In its petition to the Fourth Circuit, a coalition of groups including Wild Virginia and the Sierra Club argued that the USFWS failed to protect the endangered Roanoke logperch. The groups also claimed that the agency didn’t set limits for the number of threatened or endangered bats that could be harmed or killed by the pipeline’s construction.

The move follows a similar strategy environmental groups used against the Atlantic Coast Pipeline (ACP). The Fourth Circuit has vacated the USFWS approvals on two separate occasions, leading to work stoppages for that similarly routed project.

Cox said on Friday MVP is still targeting a mid-2020 in-service date and projected costs remain unchanged at $4.8-5 billion. MVP is more than 85% complete, but it’s faced repeated delays after losing approvals and permits that are still pending.

The project has seen positive movement on one permit stalled for nearly a year. The U.S. Army Corps of Engineers is poised to issue a new Nationwide Permit 12 (NWP) after the U.S. Environmental Protection Agency (EPA) on Thursday signed off on changes related to the NWP 12, which is needed to conduct water-crossing work.

The Fourth Circuit in October 2018 vacated the authorization. The Army Corps, which quickly suspended the permit, had required a more environmentally protective dry-cut crossing method at four rivers in West Virginia, but the Fourth Circuit found that it didn’t comply with the state’s water quality regulations. While the state had waived its review of the project, the ruling implied that the regulations had to be revised to accommodate the crossing method. The West Virginia Department of Environmental Protection (WVDEP) finished revising the regulations in April.

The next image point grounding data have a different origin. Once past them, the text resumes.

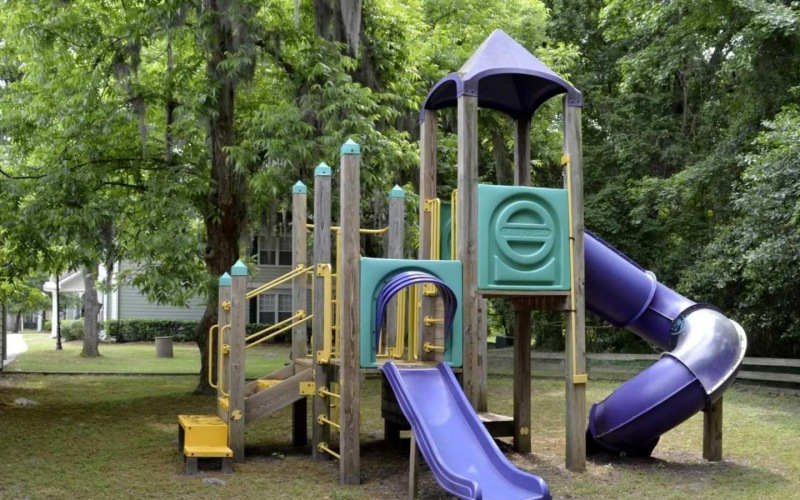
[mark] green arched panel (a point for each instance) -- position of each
(376, 272)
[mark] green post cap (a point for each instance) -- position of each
(322, 170)
(239, 269)
(397, 192)
(350, 148)
(299, 188)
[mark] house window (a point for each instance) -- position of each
(273, 308)
(273, 250)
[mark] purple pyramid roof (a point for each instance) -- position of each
(505, 77)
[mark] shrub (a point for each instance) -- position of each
(72, 329)
(142, 330)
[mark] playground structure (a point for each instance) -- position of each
(400, 317)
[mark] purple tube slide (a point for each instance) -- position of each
(706, 350)
(460, 452)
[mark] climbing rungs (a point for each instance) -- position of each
(208, 451)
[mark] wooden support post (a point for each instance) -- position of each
(397, 215)
(299, 302)
(320, 433)
(348, 296)
(413, 468)
(468, 246)
(236, 383)
(712, 432)
(522, 380)
(576, 327)
(427, 191)
(220, 365)
(522, 152)
(522, 316)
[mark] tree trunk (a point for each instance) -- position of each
(225, 208)
(91, 308)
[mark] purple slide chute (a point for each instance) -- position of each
(706, 350)
(460, 452)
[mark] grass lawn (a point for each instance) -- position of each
(115, 437)
(137, 357)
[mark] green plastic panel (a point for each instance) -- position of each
(523, 239)
(446, 231)
(376, 272)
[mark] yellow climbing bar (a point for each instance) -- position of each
(211, 355)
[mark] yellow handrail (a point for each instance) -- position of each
(336, 229)
(300, 269)
(577, 378)
(211, 356)
(453, 220)
(298, 315)
(221, 366)
(434, 206)
(324, 272)
(275, 334)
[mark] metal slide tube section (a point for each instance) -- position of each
(707, 350)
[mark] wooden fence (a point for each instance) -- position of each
(768, 371)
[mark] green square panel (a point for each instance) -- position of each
(523, 239)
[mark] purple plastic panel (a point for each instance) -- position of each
(405, 279)
(505, 77)
(462, 455)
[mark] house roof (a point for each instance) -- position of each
(505, 77)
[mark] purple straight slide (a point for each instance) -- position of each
(459, 451)
(705, 352)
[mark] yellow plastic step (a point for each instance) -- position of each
(207, 451)
(266, 383)
(203, 431)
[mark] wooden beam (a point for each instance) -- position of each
(299, 302)
(413, 468)
(522, 381)
(348, 299)
(236, 383)
(270, 400)
(576, 326)
(522, 152)
(467, 233)
(394, 250)
(322, 255)
(712, 432)
(427, 191)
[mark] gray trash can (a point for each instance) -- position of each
(163, 347)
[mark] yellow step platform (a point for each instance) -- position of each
(204, 436)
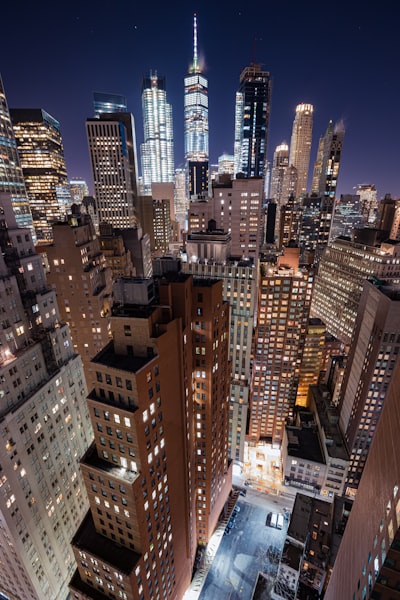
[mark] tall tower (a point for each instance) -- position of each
(11, 177)
(326, 168)
(196, 122)
(251, 121)
(300, 145)
(108, 103)
(41, 153)
(44, 426)
(112, 149)
(157, 151)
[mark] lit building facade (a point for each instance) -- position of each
(343, 267)
(44, 425)
(196, 111)
(11, 176)
(112, 149)
(284, 298)
(157, 150)
(108, 103)
(42, 160)
(300, 145)
(79, 272)
(251, 121)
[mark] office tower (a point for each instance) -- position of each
(315, 223)
(155, 217)
(11, 176)
(279, 165)
(367, 561)
(42, 160)
(108, 103)
(156, 484)
(79, 272)
(346, 217)
(284, 298)
(181, 201)
(251, 121)
(239, 280)
(44, 425)
(300, 145)
(196, 120)
(78, 189)
(237, 207)
(343, 267)
(326, 168)
(226, 164)
(369, 202)
(369, 369)
(157, 150)
(118, 257)
(312, 359)
(112, 149)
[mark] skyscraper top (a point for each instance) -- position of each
(195, 68)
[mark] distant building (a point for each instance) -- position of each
(12, 179)
(157, 150)
(196, 118)
(112, 149)
(108, 103)
(44, 425)
(253, 101)
(300, 146)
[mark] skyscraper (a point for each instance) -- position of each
(112, 149)
(41, 153)
(196, 114)
(11, 177)
(251, 121)
(44, 426)
(108, 103)
(326, 168)
(157, 474)
(300, 145)
(157, 150)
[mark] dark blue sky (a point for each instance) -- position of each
(343, 57)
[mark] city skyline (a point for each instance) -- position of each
(301, 71)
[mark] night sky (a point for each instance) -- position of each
(343, 57)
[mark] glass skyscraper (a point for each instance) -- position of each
(251, 121)
(11, 176)
(157, 151)
(196, 111)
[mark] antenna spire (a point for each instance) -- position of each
(195, 66)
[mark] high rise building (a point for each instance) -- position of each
(367, 563)
(44, 425)
(279, 165)
(112, 149)
(11, 176)
(108, 103)
(251, 121)
(196, 114)
(284, 299)
(79, 272)
(157, 150)
(42, 160)
(343, 267)
(326, 168)
(78, 189)
(372, 359)
(156, 484)
(300, 145)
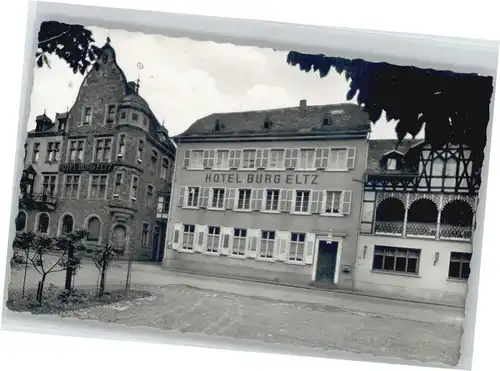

The EPA indicated in a letter on Thursday to WVDEP that its revisions are in compliance with federal law. However, ClearView noted that given MVP’s latest announcement to suspend construction in some areas, construction work on waterbody crossings isn’t likely to start anytime soon even if the Army Corps issues a new NWP 12 quickly.

While MVP and ACP are among some of the final large greenfield pipeline projects still pending for the Appalachian Basin, projects that are already in service continue to be challenged in a sign of the resistance facing infrastructure in the Northeast.

The U.S. Court of Appeals for the Third Circuit on Thursday rejected the Delaware Riverkeeper Network’s challenge to the Section 401 Water Quality Certification Pennsylvania issued to the Atlantic Sunrise expansion in 2016. That project entered service in 2018, and the court found that a public comment period was not unlawfully bypassed. Similar challenges to the permit were rejected by the court last year.